Myers Jeffrey C, Moore Sheila A, Shamoo Yousif
Department of Biochemistry and Cell Biology, Rice University, 6100 S. Main Street, Houston, TX 77005, USA.
J Biol Chem. 2003 Oct 24;278(43):42300-6. doi: 10.1074/jbc.M306147200. Epub 2003 Aug 6.

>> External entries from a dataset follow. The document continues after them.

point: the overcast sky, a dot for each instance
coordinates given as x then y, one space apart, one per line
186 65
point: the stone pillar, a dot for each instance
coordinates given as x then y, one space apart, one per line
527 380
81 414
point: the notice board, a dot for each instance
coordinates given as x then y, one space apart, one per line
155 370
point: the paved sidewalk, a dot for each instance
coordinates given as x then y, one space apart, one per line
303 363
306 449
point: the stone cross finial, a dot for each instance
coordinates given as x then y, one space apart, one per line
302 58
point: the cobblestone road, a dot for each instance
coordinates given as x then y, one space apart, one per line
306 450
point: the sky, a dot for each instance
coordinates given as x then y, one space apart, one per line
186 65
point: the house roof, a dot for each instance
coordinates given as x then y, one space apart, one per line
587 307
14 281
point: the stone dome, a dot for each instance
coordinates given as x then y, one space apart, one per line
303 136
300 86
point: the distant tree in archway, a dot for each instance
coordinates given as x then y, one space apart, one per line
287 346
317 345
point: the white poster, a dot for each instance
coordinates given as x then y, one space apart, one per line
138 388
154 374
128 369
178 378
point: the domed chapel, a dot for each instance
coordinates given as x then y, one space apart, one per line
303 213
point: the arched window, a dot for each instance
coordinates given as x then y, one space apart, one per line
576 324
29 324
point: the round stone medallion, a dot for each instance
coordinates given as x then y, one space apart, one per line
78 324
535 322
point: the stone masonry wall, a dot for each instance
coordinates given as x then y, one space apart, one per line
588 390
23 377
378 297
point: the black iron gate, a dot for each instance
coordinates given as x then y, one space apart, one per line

Heterogeneous ribonucleoprotein A1 (hnRNP A1) is an abundant nuclear protein that participates in RNA processing, alternative splicing, and chromosome maintenance. hnRNP A1 can be proteolyzed to unwinding protein (UP1), a 22.1-kDa protein that retains a high affinity for purine-rich single-stranded nucleic acids, including the human telomeric repeat (hTR) d(TTAGGG)n. Using the structure of UP1 bound to hTR as a guide, we have incorporated the fluorescent guanine analog 6-MI at one of two positions within the DNA to facilitate binding studies. One is where 6-MI remains stacked with an adjacent purine, and another is where it becomes fully unstacked upon UP1 binding. The structures of both modified oligonucleotides complexed to UP1 were determined by x-ray crystallography to validate the efficacy of our design, and 6-MI has proven to be an excellent reporter molecule for single-stranded nucleic acid interactions in positions where there is a change in stacking environment upon complex formation. We have shown that UP1 affinity for d(TTAGGG)2 is approximately 5 nm at 100 mm NaCl, pH 6.0, and our binding studies with d(TTAGG(6-MI)TTAGGG) show that binding is only modestly sensitive to salt and pH. UP1 also has a potent G-tetrad destabilizing activity that reduces the Tm of the hTR sequence d(TAGGGT)4 from 67.0 degrees C to 36.1 degrees C at physiological conditions (150 mm KCl, pH 7.0). Consistent with the structures determined by x-ray crystallography, UP1 is able to bind the hTR sequence in solution as a dimer and supports a model for hnRNP A1 binding to nucleic acids in arrays that may make a contiguous set of anti-parallel single-stranded nucleic acid binding clefts. These data suggest that seemingly disparate roles for hnRNP A1 in alternative splice site selection, RNA processing, RNA transport, and chromosome maintenance reflect its ability to bind a purine-rich consensus sequence (nYAGGn) and destabilize potentially deleterious G-tetrad structures.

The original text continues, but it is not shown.